The act, which was introduced last week by Councilmen Brad Lander and Steve Levin (D–Park Slope), forces the city to consider public input before taking “wildlife management” action like the mass killing of close to 300 Canada geese last summer in Prospect Park.
“These decisions should be made in the light of day,” Lander said. “Not the cloak of night.”
That outlook was echoed by wildlife advocates and park watchdogs, who hope the newfound transparency deters a second “culling” in Prospect Park.
“It’s tremendously positive,” said park watchdog Ed Bahlman, adding he only wishes the law had more teeth. “It’s an important step.”
The legislation was drafted in response to the secret massacre last July, a slaughter that was done in the name of aviation safety, yet still shocked many members of the public with its ferocity, breadth and middle-of-the-night execution.
Under the legislation, the city would be required to form a wildlife “advisory board” with 11 experts, ranging from academics to animal rights advocates.
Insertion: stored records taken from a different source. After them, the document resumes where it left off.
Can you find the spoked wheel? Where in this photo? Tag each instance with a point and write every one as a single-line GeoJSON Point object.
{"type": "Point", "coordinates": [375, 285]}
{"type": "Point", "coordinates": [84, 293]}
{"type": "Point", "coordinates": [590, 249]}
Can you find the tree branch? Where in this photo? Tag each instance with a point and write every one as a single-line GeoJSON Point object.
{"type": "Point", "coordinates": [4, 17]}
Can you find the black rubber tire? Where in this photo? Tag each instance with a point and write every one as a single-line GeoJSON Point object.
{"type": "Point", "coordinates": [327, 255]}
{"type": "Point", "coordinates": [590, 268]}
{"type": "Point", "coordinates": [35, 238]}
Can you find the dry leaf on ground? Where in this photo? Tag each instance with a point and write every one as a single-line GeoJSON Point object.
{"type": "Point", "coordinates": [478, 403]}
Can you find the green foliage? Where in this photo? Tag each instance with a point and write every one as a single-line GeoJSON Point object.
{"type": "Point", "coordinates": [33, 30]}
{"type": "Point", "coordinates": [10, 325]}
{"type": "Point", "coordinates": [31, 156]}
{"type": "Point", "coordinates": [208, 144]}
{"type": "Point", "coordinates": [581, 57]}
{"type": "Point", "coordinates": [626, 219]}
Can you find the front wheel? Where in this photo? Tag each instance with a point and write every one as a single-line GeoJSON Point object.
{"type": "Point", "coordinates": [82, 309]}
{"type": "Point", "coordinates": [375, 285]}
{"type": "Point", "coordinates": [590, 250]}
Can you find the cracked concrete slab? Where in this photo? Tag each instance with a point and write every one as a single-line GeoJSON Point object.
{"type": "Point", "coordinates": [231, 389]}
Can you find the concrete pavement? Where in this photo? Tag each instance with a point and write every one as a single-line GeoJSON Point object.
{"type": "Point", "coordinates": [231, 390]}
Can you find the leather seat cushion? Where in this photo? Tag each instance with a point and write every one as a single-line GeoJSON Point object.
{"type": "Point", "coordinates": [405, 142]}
Three would be appointed by the mayor and three by Council Speaker Christine Quinn; the remaining members would be culled from the parks and sanitation departments.
The bill would also require the drafting of a “citywide wildlife management plan” that would promote “biological diversity” and “humane treatment” of animals. Nothing binds the city to act on what the board advises, however.
Prospect Park officials have already taken steps toward humane waterfowl population management — such as egg “addling” and using dogs to deter geese — but the city has still not committed to ditching its “catch and kill” contract with federal authorities, much to the disappointment of local lawmakers.
“Canadian geese should be treated like guests in our borough,” said Levin. “[Culling] is no way to treat a guest.”
The bill follows up on a letter sent to Mayor Bloomberg in early March that called on the administration cancel its plans to kill more geese.
“We are requesting that you … commit not to cull,” the letter read.
The Bloomberg administration has still not responded.